Biochar can be made from various biomass, such as wood, or coconut shells (often used for commerical activated carbon), or bones! The resulting biochar from each material will have different properties. To learn more about biochar, read the post called: “Use burned biomass to clean/filter/purify water – BIOCHAR!“
When the biochar is made from animal bones, it is sometimes called ‘bone char’, and unlike the other materials I mentioned, biochar made from bones has the unique ability to remove fluoride. Thus, for those living in areas where the municipality is still attempting to ‘medicate’ the public by adding the neurotoxic, IQ-lowering, industrial aluminum processing by-product known as fluoride, then biochar made from bones could be very useful in your water treatment system.
If biochar is made sub-optimally at temperatures lower than 800 – 900 degrees C, the biochar will be less effective in water filtration. This is the case as far as I know, regardless of what material is used to make the biochar, whether it be wood, coconut shells, bones, or other types of biomass.
In the graph directly below, Josh shows that biochar, when made correctly at high temperatures (900 degrees C), performs better than biochar created at low temperatures (350 degrees C), or intermediate temperatures (625 degrees C).

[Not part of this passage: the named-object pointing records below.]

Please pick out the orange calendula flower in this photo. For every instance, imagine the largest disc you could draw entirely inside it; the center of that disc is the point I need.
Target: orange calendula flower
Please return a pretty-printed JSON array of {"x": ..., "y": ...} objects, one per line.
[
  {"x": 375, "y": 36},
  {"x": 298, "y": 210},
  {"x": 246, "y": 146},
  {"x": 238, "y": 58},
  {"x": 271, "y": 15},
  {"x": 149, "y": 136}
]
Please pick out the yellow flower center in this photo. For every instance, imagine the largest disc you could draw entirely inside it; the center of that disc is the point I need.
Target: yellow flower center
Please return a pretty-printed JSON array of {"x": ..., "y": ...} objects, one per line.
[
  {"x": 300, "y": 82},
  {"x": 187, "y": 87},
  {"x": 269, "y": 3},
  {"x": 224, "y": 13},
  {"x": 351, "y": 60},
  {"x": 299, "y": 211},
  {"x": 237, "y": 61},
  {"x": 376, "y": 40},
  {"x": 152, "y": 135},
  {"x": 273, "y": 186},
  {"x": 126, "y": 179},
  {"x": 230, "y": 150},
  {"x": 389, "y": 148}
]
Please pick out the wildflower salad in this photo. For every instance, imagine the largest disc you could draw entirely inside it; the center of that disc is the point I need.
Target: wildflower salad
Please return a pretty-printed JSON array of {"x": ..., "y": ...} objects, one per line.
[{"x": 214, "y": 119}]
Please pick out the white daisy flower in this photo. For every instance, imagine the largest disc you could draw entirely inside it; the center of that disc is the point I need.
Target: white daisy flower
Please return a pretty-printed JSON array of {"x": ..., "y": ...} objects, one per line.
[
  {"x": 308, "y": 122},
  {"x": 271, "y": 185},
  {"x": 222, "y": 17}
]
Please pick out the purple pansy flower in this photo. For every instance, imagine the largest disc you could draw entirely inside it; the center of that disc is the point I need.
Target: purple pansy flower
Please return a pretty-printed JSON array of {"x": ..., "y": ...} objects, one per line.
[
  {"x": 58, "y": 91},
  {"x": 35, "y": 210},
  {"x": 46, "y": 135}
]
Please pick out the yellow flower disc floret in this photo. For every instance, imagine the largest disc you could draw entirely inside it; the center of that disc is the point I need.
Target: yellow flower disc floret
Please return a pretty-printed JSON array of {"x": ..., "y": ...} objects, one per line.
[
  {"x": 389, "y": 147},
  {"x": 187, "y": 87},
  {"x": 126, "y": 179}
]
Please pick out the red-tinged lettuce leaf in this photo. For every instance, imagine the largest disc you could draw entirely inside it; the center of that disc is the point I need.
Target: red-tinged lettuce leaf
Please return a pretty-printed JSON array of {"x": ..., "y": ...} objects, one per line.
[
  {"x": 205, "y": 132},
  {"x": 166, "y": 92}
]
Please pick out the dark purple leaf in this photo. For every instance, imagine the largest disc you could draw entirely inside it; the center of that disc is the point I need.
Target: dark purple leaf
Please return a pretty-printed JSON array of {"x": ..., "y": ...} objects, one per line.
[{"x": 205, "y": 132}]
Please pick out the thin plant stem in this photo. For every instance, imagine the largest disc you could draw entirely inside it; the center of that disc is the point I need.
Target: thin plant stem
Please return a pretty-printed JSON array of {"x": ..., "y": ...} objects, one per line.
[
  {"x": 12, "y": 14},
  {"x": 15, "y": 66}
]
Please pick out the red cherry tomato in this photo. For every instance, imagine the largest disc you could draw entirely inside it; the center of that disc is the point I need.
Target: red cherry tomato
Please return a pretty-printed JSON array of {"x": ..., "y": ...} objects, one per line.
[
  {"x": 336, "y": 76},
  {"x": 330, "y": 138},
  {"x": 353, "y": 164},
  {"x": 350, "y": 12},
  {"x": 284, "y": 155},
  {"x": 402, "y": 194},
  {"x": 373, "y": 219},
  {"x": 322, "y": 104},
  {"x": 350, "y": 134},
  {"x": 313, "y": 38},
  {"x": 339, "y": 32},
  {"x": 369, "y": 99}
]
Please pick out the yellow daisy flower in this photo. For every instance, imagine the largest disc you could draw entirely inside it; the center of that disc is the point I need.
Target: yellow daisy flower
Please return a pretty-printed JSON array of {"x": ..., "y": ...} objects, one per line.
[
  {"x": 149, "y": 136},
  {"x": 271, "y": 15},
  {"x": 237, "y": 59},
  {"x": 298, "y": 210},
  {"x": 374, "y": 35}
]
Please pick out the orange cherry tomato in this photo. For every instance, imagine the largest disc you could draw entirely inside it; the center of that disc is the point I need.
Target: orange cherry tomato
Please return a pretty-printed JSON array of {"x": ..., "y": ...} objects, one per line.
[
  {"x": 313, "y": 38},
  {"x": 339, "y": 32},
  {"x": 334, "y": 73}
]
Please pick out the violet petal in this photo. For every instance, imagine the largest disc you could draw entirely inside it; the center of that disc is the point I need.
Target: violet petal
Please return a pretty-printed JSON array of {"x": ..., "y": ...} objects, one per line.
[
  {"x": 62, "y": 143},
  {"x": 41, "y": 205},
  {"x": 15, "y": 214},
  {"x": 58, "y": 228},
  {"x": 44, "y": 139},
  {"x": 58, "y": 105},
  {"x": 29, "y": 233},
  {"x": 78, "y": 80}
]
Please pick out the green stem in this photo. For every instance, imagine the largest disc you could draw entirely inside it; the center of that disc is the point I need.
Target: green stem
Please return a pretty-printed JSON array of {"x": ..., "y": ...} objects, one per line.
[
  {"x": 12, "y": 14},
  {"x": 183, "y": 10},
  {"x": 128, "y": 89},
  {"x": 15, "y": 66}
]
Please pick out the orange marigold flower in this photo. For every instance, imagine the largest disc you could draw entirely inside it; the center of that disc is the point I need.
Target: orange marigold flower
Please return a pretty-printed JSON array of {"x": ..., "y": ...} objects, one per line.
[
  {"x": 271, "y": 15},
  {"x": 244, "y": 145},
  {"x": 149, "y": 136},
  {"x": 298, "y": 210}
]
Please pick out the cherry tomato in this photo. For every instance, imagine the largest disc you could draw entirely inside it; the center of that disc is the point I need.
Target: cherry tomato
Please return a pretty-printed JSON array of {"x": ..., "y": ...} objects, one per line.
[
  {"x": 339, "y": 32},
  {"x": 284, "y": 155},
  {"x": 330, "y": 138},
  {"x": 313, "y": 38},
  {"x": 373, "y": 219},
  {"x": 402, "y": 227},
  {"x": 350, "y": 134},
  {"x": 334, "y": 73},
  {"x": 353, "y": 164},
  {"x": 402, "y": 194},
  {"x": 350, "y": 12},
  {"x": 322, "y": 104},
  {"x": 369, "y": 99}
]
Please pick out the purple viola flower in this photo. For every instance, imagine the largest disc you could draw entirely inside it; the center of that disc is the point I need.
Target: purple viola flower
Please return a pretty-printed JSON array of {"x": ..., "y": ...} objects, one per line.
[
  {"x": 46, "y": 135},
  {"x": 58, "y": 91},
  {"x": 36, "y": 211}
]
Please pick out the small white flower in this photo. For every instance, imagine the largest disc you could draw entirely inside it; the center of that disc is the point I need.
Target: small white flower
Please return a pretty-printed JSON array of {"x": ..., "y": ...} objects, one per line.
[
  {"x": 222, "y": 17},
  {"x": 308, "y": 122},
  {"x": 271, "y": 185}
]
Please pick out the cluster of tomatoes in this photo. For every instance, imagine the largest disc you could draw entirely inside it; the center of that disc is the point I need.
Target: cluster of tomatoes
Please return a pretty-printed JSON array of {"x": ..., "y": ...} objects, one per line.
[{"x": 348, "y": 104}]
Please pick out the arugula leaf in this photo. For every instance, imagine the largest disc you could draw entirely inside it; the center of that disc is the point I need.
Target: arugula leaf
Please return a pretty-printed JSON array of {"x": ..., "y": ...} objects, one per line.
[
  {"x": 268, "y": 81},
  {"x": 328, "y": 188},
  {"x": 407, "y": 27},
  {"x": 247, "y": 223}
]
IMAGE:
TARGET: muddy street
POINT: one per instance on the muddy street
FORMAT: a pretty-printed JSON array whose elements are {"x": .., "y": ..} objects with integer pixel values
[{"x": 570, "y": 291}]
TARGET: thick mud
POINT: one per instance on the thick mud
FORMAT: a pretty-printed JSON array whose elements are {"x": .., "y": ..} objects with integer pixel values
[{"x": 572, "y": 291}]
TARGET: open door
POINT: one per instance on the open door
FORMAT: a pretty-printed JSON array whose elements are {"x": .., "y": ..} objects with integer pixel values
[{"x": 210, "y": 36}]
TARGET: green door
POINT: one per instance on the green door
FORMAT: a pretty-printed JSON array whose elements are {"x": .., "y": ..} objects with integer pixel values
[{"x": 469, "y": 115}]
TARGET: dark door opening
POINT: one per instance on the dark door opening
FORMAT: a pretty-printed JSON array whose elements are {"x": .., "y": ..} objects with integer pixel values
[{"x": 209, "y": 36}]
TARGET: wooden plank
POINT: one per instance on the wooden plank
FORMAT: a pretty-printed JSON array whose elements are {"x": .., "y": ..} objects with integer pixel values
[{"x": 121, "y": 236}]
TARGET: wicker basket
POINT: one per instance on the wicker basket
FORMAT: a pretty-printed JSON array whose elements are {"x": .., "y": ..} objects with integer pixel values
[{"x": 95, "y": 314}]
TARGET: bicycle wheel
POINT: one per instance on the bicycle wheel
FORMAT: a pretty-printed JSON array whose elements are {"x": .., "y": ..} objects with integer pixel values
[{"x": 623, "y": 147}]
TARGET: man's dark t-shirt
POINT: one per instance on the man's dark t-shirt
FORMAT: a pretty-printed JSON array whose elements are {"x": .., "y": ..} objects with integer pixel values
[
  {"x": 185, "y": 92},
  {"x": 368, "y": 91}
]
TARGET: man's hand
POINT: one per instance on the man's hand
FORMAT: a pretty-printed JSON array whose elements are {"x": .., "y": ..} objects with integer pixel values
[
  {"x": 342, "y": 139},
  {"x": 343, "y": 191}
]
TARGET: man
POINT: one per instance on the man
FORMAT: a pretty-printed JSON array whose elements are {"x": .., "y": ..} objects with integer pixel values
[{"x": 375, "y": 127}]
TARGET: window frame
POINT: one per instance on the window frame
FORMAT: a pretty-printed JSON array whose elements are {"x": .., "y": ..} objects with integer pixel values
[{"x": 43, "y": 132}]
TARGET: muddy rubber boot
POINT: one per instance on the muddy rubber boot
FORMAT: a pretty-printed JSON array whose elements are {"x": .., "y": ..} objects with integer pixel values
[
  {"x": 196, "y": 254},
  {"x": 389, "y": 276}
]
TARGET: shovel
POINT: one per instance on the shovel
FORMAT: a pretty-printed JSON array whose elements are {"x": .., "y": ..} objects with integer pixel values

This is VERY EXCITING INFORMATION.
Josh and his lab team measured performance of high temperature biochar to be on par with or better than commercially made activated carbon used in carbon filters, such as the ones Berkey sells. This is one of the most amazing things I have ever learned or found on the internet.
Some people in the DIY community have taken matters into their own hands, and have begun testing their success with fluoride meters. They found water filtering products, such as the ‘Waterite’ reverse osmosis (RO) filter, to be effective in filtering out fluoride the first year, and a bit less effective the second year, with .05 PPM of fluoride found in the filtered water. The best performance was found when the RO membrane was replaced at least every three years. One should remember that RO membranes will become damaged and not work properly if the RO membrane is exposed to chlorine in the source (tap) water, which is why the pre-filtration cartridges must be used and replaced regularly. I’m not sure how one would test in order to know how often they need to be replaced. Waterite RO products might be found from distributors for around $250 or less.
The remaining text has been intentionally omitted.